NSF DMP content analysis: What are researchers saying?


The National Science Foundation (NSF) implemented its requirement that all grant proposals include a data management plan (DMP) in January 2011. Like our colleagues at research institutions across the United States, librarians and technologists at Georgia Tech developed services to support this mandate, including guidelines and workshops for developing a DMP. Toward the end of the requirement's first year, we assessed the impact of our consultation and outreach services by reviewing the content of submitted data management plans.

In cooperation with the GT Office of Sponsored Programs, we examined NSF DMPs submitted by Georgia Tech researchers during the first eight months of the mandate (through September 6, 2011). Of the 335 submitted proposals, we reviewed the content of 181 plans. We excluded those proposals that were grant supplements or transfers. Using plagiarism software, we searched DMP content for information related to repository services, inter- and intradepartmental sharing of DMPs and the prevalence of cloud-based tools. This brief article outlines our findings and their influence on strategic planning for a range of research data curation services, including data repository services and related data stewardship initiatives.

Repository Services

Of the 181 NSF DMPs that were analyzed, 39 (22%) identified Georgia Tech's institutional repository, SMARTech. The percentage of plans which included SMARTech varied widely by school. For example, five researchers from mechanical engineering (ME) referenced SMARTech services in their plans. This number is approximately 14% of the total DMPs submitted from the school. On the other hand, eight researchers from the much smaller school of aerospace engineering mentioned SMARTech (approximately 62% of total submitted plans).

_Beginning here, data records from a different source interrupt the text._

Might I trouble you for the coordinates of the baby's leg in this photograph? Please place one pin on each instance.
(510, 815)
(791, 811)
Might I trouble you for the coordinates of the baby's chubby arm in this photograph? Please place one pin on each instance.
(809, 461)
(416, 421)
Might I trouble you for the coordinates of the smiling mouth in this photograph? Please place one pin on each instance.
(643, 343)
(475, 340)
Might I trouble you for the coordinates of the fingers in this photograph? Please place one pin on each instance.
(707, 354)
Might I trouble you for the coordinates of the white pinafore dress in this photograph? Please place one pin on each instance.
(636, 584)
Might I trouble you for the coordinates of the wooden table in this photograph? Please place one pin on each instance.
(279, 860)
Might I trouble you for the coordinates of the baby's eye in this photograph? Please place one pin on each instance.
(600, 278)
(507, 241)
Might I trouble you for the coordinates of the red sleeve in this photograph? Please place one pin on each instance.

The breakdown of SMARTech DMP language by school allowed us to evaluate the effectiveness of our campus outreach and to prioritize outreach in the future. In only one school did researchers mention SMARTech in over 50% of the DMPs. Five schools did not mention repository services at all. The top three schools account for almost half of all NSF proposals over the time period studied, and they identify SMARTech in only 20% of DMPs. While inconsistent outreach may not be the primary factor driving these numbers, we can clearly target particular schools, such as ME. It's not only the largest school on campus; it also has the greatest number of NSF proposals awarded.

Researchers obtained language pertaining to SMARTech from a number of locations. Nine DMPs contained language from SMARTech's “About” webpage. Eight more contained language from SMARTech's “Mission and Collection Policy” webpage. Four DMPs contained language about SMARTech found on the library website, and one had language from the Georgia Tech Faculty Handbook. Five DMPs contained substantial language about SMARTech whose source was not easily identified; presumably it was original to the authors. Twelve of the 39 DMPs that identified SMARTech contained only the briefest of mentions, in a pair of cases only the web address was given.

Identifying where this language in the DMPs originated was important because it illustrated multiple, often inconsistent sources of information. Clearly, when we update language regarding repository services, it will need to be modified in multiple other locations as well. The review led us to change the text on the SMARTech webpage to explain more clearly its role in long-term storage. This consistency is particularly important as we implement a new digital preservation strategy.

DMP Sharing

Sharing of DMP text among faculty members was relatively common and often occurred across departmental boundaries. One third of faculty members had large sections of text identical to at least one other researcher's DMP. Half of the instances of sharing were among faculty members in different schools. Two thirds of shared DMP text was between just a pair of faculty members, while the other third consisted of groups of four, five and six different faculty members. Because researchers are obviously sharing a significant amount of DMP text, we need to ensure that they have consistent, up-to-date language about repository services. We'll need to distribute this text widely to counteract the widespread use of outdated boilerplate language.

Cloud-based Tools

Dropbox was mentioned by five faculty members. Three of them proposed using Dropbox to facilitate collaboration with colleagues at Georgia Tech and abroad. One of three also proposed using Google Docs in a similar manner. In another case, Dropbox was listed as one of a handful of possible venues for sharing data (iCloud and Amazon were others). One faculty member proposed using Dropbox as long-term backup for data housed on laboratory servers. Two faculty members also proposed using Google Code as an open source repository for code, documentation, and input and output data.

During this study, we discovered both a lack of information about repository data services and the widespread sharing of text describing a onetime digital preservation model. We have a clear road ahead of us: we will target specific schools for outreach; develop consistent language about repository services for research data; and focus on the widespread dissemination of information about our new digital preservation strategy. To succeed, this effort will need to be a partnership among librarians, administrators, technologists and researchers themselves.